Leadless Pacemakers Clearing the Way

New technologies promise to do away with a major source of complications from cardiac resynchronization therapy devices

On a recent spring day William Cohn, a surgeon at the Texas Heart Institute, waited for a call he hoped would not come. In an operating room near his office doctors worked to extract wires that had been threaded through a 55-year-old female patient’s blood vessels from her pacemaker to her heart. The wires had broken, as happens all too often with pacemaker leads, and now they had to be removed without damaging the patient’s blood vessels. Cohn was on call in case damage did occur and had to be patched in a hurry.

Cardiac resynchronization therapy (CRT) devices, such as pacemakers, that are designed to electrically stimulate the heart to function normally fail to help as many as a third of patients who receive them each year, according to some studies . About 600,000 patients receive pacemakers worldwide every year. The leads connecting the devices to electrodes on or in the heart are a major cause of that failure and, as Cohn can attest from first-hand experience, they can lead to other problems as well. Leads may fracture, break or become dislodged, necessitating additional procedures for replacement.

But a new breed of leadless CRT devices have begun making their way into the market, and to doctors like Cohn they are the future.

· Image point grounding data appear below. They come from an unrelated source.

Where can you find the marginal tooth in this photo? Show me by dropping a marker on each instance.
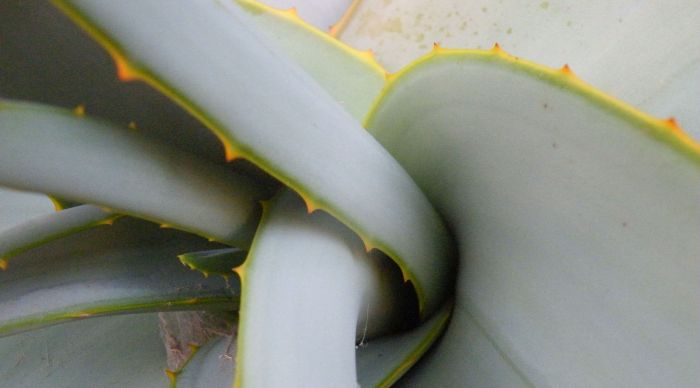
(231, 153)
(240, 271)
(79, 110)
(310, 206)
(566, 70)
(124, 72)
(172, 375)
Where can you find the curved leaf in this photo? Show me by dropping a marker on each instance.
(129, 266)
(214, 261)
(308, 289)
(577, 220)
(352, 78)
(599, 39)
(57, 152)
(267, 110)
(117, 351)
(38, 231)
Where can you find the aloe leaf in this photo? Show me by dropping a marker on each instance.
(212, 365)
(577, 221)
(17, 207)
(214, 261)
(381, 362)
(116, 351)
(40, 230)
(645, 33)
(308, 289)
(267, 110)
(56, 152)
(321, 13)
(74, 70)
(352, 78)
(125, 267)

One such device is from a Silicon Valley start-up called EBR Systems. Its WiSE device features a leadless electrode the size of a grain of rice that attaches to the inside of the heart’s left ventricle via catheter. Once there, its piezoelectric materials generate a heart-stimulating electrical pulse in response to ultrasound energy beamed to it by another implant in the left chest cavity. “We’ve done [this in] 53 patients and we’ve had great results,” says EBR CEO Allan Will. “We’ve taken the failures from conventional cardiac resynchronization therapy and we’re fixing over 80 percent of them.”

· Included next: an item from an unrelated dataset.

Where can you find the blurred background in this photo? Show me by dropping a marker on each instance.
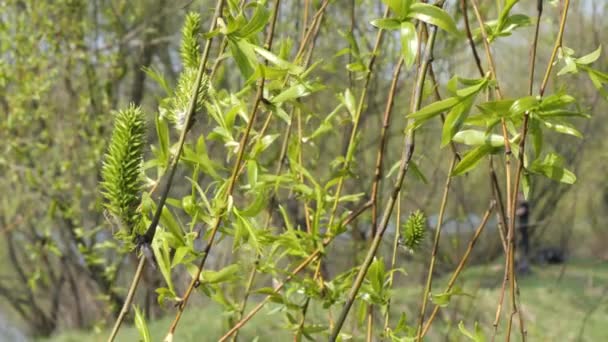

The three major CRT device-makers—Medtronic, Saint Jude Medical and Boston Scientific Corp.—are also working on leadless technology but with a different approach. They are doing away with electrodes entirely and are instead shrinking their devices to a small-enough size to be entirely implanted—processor, battery and all—in the heart. But at roughly the size of an AAA battery, the devices are still too big to be placed in the left ventricle (where they could form clots that would be more dangerous than those forming in the right ventricle), making them complementary to WiSE rather than directly competitive. In fact, WiSE is designed to synchronize with a conventional pacemaker installed in the right ventricle.

The devices from EBR, Medtronic and Saint Jude have already been cleared for use in Europe, with U.S. Food and Drug Administration clearance pending further clinical trials in the U.S.

Fortunately, Cohn’s potential patient came through her lead extraction without incident. But Cohn looks forward to the day when he and his colleagues will not have to be on call for such procedures. “The idea of changing the way devices communicate without leads is a superhot topic in medicine,” he says.